Spiritual gratitude involves more than simply following instructions and mustering up an obligatory ‘thank you.’ It can involve being overwhelmed with joy in moments of awe at the amazing grace of God. We may have a difficult time with this kind of gratitude in our world of ‘doing and accomplishing.’ We can be tempted into thinking it is our work alone that has given us what we have. We scurry about attempting to accomplish even more, somehow believing it will make us more secure. It is easy for us to become lost in our consumerist world of “never enough” which feeds our voracious appetites, driving us to ever more achievements. We take no time to pause, listen, reflect, and return our thanksgiving for what we have, to honor God, the author of all, and our only true richness. As we rush along to achieve more self-justification, we hardly recognize that our spirits are sadly unfulfilled, our souls restless, until we find our rest in God’s grace to us in each present moment, not in some unknown future we think we must create for ourselves.

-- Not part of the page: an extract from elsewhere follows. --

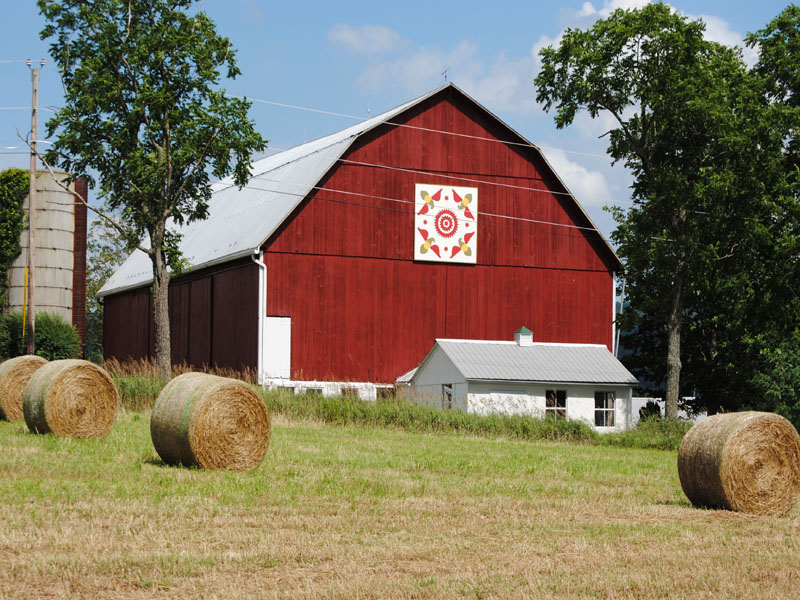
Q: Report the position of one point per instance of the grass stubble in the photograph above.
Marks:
(357, 512)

The 16th Century writings of St. John of the Cross are difficult for us as 21st Century Westerners to grasp as they point to the reality that “all is grace.” In a poignant passage from St. John, he has God offer this explanation: “Could not lovers say that every moment in their Beloved’s arms was grace? Existence itself is my arms, though I well understand how one can turn away from me until the heart has wisdom.” If we can experience everything that happens in our earthly lover’s arms as grace, then surely, if we could actually experience Existence for what it is—the widespread arms of God—everything that happens in life is also in God’s grace.

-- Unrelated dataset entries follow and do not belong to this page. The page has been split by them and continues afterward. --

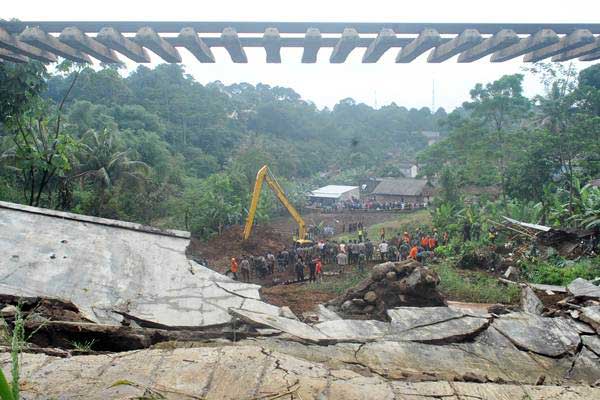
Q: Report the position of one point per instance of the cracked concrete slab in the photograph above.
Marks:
(591, 315)
(433, 324)
(103, 266)
(548, 336)
(242, 372)
(592, 343)
(354, 330)
(288, 325)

God is sovereign, bringing good out of everything. Joy emerges from the ashes of adversity through trust and thankfulness. The wisdom of mindfulness offers us this insight. Thanksgiving for all that offers us joy from which nothing can separate us.

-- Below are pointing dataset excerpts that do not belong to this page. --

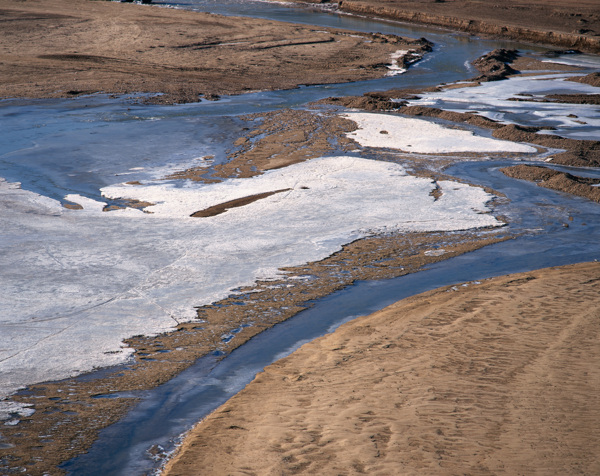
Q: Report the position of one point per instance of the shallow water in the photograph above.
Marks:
(57, 147)
(168, 411)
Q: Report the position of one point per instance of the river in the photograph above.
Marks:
(59, 147)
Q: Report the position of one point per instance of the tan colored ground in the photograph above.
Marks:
(563, 23)
(63, 48)
(555, 180)
(499, 377)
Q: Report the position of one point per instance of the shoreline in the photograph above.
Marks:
(510, 20)
(79, 47)
(486, 377)
(148, 352)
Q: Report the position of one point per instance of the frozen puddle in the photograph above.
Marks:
(83, 280)
(423, 137)
(519, 100)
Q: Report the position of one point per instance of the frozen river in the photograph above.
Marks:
(87, 279)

Gratitude brings completeness to our soul’s experience. It is the healing we have needed most. Worship can deepen our thankfulness of heart, bringing wholeness to the grace we have received. It can help us orient our living from a center of thanks, rather than the emptiness of want. May we as a community gathered in faith be able to rest in this gratitude, that we may offer ourselves to each other and to the world. And that we may pray with former UN Secretary General Dag Hammarskjold: “For all that has been: Thanks. For all that shall be: Yes!”